If the Negroni is the stern task master, the drill sergeant, the impeccable authority figure, then the Contessa is the trickster, the court jester, the insubordinate yet charmingly affable sidekick. On paper, they look quite similar, and they are, but only as far as one begat the other, but the other, in this case the Contessa, is kinda nothing like a Negroni at all.
OK, maybe they are the same thing, or maybe the Contessa is just a Negroni with training wheels. Both are made with gin, Italian bitter liqueur, and vermouth, but where the Negroni uses the razor sharp, laser focused, crisply bitter Campari, the Contessa counters with the delightfully orange, gently balanced, sweetly bitter Aperol in a way that’s almost like it should be wrapped in pieces of cellophane and piled up in the small cut glass bowl on the coffee table in Grandma’s front room, the one that’s only used when company comes, and where the kids are always impeccably behaved because they like the candy and won’t get any if they act up and are sent outside to play.

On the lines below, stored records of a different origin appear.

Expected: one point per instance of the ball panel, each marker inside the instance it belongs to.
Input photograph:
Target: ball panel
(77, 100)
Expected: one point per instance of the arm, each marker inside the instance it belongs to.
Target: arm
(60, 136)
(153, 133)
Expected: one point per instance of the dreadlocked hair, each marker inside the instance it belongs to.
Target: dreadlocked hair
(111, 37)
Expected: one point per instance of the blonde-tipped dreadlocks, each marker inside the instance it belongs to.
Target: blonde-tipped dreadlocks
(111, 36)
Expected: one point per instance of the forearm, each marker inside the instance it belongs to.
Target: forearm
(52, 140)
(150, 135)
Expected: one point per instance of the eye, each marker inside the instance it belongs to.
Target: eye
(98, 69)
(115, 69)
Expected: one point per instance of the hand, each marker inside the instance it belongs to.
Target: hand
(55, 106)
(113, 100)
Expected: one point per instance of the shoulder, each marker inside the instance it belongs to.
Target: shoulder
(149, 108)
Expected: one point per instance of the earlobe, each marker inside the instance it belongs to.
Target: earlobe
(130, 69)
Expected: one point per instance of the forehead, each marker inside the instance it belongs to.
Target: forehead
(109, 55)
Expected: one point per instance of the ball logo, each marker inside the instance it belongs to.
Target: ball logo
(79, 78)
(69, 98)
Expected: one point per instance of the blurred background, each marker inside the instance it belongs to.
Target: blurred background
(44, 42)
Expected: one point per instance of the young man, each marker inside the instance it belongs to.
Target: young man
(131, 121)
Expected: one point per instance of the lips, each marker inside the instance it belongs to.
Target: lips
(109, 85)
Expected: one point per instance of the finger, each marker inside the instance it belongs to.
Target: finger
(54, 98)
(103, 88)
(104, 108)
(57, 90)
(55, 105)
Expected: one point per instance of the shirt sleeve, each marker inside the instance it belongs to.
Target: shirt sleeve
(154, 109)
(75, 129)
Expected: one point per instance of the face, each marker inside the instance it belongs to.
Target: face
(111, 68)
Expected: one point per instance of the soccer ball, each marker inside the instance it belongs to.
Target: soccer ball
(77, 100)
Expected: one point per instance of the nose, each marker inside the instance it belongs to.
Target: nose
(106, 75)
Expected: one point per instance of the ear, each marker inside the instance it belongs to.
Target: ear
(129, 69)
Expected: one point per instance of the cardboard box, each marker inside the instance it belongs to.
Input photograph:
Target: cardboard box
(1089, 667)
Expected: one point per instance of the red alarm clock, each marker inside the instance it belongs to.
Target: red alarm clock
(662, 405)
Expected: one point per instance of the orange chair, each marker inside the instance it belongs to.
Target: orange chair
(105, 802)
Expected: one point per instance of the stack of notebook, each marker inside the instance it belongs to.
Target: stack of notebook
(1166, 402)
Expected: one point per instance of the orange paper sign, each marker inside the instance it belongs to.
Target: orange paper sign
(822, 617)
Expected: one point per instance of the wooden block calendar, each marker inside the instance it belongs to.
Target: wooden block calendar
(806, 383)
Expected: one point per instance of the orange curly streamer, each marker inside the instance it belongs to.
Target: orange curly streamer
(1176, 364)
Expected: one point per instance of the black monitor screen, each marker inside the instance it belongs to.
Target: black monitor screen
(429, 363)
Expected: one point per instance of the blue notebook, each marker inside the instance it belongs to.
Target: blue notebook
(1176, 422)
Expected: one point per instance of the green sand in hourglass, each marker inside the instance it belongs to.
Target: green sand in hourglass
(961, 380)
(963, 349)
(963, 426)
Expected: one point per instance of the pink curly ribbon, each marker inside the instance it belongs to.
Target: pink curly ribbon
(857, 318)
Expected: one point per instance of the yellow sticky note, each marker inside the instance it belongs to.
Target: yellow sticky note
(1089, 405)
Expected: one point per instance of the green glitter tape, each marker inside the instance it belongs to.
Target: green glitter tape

The Contessa, which some say was created by Courtney Bissonnette and John Gertsen, and others say was created by Ryan McGrale and Gertsen, and still others attribute solely to Gertsen, is the tall glass of Tang you drink for breakfast because the astronauts drink Tang on the way to the moon, the chalky orange vitamins you steal from the big bottle with the Flintstones on the front, the chewey orange slices you get in a small white bag from the candy counter at the drug store, and the grown up version of every orangy treat beloved by every six year old. It’s a cocktail for your inner child, because young you wouldn’t like a Negroni.
While the Contessa can call to mind orange candy and stuff, it isn’t any of those things exactly. It’s bitter. Aperol does have an appealing orange flavor, but it’s still a bitter liqueur, albeit one that leans to the fruit side as a bitter like Cynar leans to the herbal side. That’s the appeal of Aperol, it’s the innocent bitter, the one you pour for someone who wants to taste a bitter liqueur for the first time. The Contessa is like that, too, which is why it comes with a privately nostalgic appeal. It was designed to be a Negroni for those who don’t like, or haven’t tried, a Negroni.
Originally created as part of a cocktail flight called the Flight of Heraldry around 2006 or so in Boston, the Contessa is supposed to be a more elegant and approachable version of the Negroni, and so called because Signor Negroni himself was a count. It’s also meant as a showpiece for Aperol, which, at the time, was relatively unknown outside Italy. That’s not the case anymore, Aperol is readily available because of drinks like the Contessa, which makes it not only a reminiscent drink, but an important one. We’ll stick mostly to spec, with Aperol and Cinzano dry vermouth, but our choice of gin is Aria, which we feel works just as well, if not better, than the Beefeater Gertsen prefers. Regardless, we serve ours on the rocks, just as we do with a Negroni, but serve it up if you like. Just remember to garnish with the orange peel, and, as far as we’re concerned, leave the training wheels on, or get a tricycle and paint flames on it, like a hot rod. Everyone knows flames make things go faster, and you gotta go fast in outer space.
Stir with ice and serve up, or on the rocks. Garnish with an orange twist.